The new school term is approaching (except for those of you in Scotland, for whom the new school term is here!). For most 11-12 year olds, this means a new school, as they make the transition from primary to secondary education. But ‘secondary school’ isn’t a specific enough term anymore; in order to understand what kind of school your child will be attending, you need to navigate your way through the differences between state and private, free schools and academies, foundation schools and faith schools. So, read on for a quick definition of the different types of secondary school now available.
1. State schools.
‘State school’ is the umbrella term for a school which is free for a child between the ages of 5 and 16 to attend. Most state schools have to follow the national curriculum, which should mean that children attending one state school should, over the course of an academic year, achieve broadly similar learning objectives to a child at another state school. All state schools are monitored by Ofsted (The Office for Standards and Education).

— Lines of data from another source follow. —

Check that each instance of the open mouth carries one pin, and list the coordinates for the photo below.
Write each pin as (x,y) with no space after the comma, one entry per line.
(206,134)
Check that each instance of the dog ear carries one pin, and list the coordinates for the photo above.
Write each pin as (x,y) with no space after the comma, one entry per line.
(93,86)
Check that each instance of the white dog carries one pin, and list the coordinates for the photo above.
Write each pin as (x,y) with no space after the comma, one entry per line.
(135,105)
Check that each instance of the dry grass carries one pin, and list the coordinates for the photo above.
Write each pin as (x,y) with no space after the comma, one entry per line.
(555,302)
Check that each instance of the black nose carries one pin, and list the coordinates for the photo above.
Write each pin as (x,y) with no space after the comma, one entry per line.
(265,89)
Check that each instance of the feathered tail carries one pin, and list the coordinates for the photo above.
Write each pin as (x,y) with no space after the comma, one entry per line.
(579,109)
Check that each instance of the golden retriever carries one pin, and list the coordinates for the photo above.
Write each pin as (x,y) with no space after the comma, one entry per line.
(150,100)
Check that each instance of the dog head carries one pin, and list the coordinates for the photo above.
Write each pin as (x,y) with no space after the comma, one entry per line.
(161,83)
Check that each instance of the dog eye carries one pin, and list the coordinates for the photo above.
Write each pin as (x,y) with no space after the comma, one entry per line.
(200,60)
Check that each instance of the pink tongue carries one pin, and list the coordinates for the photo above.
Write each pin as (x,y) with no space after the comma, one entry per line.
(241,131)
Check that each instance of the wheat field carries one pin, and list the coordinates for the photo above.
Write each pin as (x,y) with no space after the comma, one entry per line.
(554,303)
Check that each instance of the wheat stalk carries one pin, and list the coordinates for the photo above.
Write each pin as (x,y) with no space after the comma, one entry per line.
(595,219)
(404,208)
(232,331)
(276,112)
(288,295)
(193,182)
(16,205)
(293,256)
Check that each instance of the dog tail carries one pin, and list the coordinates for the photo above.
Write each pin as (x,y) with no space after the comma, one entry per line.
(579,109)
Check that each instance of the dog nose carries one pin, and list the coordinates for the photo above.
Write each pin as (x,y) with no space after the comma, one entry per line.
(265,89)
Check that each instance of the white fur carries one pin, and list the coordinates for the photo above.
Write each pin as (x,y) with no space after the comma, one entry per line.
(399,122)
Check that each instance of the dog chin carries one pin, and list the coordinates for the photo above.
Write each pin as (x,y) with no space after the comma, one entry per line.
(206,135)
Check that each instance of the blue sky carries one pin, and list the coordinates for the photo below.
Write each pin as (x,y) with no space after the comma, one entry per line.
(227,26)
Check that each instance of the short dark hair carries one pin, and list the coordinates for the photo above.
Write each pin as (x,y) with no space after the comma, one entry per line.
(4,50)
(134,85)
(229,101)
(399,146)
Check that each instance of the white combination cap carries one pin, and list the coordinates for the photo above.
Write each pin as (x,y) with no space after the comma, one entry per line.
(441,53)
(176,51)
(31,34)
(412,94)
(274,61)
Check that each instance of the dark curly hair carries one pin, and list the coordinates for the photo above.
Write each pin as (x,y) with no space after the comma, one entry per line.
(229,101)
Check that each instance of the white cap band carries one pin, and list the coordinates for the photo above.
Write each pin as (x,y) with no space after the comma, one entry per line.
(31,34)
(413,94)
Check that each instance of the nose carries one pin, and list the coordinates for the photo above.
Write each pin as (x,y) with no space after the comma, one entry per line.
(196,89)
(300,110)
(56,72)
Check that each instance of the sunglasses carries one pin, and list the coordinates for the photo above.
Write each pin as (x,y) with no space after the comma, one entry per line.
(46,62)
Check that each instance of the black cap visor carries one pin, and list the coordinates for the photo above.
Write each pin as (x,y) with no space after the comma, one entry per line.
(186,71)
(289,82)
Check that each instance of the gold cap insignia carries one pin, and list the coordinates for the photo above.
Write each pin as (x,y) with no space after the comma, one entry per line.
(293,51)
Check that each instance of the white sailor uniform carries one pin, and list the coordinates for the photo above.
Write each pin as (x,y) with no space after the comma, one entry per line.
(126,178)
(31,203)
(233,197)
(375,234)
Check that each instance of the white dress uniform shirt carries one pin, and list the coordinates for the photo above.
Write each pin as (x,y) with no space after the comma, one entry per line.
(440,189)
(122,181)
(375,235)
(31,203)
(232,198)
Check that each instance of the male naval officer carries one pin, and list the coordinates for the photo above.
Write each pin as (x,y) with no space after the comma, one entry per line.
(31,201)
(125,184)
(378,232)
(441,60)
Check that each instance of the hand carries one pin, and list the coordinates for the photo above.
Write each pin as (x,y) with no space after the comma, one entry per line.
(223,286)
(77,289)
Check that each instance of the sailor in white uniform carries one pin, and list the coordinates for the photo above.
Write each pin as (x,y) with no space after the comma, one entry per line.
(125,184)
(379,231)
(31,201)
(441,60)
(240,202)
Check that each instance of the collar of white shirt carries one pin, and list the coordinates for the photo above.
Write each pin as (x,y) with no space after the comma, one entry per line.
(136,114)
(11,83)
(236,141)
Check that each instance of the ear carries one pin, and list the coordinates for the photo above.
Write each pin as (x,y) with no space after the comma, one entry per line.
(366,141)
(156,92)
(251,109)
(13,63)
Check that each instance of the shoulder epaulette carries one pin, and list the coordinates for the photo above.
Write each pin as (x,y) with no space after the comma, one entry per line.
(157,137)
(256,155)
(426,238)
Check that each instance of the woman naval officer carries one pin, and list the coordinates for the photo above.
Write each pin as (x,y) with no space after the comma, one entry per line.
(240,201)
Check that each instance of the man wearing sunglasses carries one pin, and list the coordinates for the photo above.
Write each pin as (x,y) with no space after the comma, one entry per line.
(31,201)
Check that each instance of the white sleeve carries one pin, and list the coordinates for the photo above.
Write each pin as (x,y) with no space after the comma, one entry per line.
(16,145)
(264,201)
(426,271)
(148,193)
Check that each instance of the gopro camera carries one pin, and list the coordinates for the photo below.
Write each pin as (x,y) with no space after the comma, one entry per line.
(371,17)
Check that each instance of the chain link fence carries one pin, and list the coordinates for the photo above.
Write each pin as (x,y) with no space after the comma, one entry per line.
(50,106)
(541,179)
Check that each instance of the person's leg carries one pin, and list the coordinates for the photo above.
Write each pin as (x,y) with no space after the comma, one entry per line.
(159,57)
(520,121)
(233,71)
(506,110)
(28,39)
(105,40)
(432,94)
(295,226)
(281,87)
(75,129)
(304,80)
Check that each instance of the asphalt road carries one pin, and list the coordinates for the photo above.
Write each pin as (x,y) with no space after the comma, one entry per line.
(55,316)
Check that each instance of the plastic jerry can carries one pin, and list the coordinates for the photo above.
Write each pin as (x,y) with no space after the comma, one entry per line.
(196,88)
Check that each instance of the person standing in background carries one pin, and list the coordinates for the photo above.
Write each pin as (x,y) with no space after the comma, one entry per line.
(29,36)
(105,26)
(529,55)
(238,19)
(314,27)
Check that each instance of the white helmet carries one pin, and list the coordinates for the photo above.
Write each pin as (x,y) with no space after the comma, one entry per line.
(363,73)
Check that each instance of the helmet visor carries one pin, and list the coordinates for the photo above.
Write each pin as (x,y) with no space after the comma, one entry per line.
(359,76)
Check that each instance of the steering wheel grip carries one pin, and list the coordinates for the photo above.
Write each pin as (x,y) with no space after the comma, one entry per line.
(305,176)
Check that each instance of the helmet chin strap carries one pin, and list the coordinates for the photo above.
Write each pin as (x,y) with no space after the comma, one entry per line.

2. Private schools (also known as Independent Schools).
In order to attend a private school, pupils (or, more accurately, their parents) will pay fees. Private schools do not have to follow the national curriculum, although some might choose to do so. Not all private schools are monitored by Ofsted – but all must be registered with the government.
An Academy is a publicly funded school, and therefore free for pupils to attend. However, academies are independent schools, in as much as they do not have to follow the national curriculum. An academy will have more autonomy from the local authority than a regular State School – not only does the funding for an academy come directly from the government rather than the local authority, but they can also set their own term dates and suchlike. They do, however, follow the same rules about admission procedures and special educational needs as ‘normal’ state schools.
4. Free schools.
A Free School is a type of Academy that has even more autonomy than a regular Academy. Not only can a Free School set its own term dates, but it can also set different pay and working conditions for staff, and it can change the length and times of the school day. As with a regular Academy, a Free School does not have to follow the national curriculum.
I hope that the next time you see or hear an article on the news using all these terms and titles, you will now have a better grasp of what is going on, and hence, a better understanding of what is happening in the wonderful world of education. When you do, you will be in a much better position to form your own opinions on the issue of the day!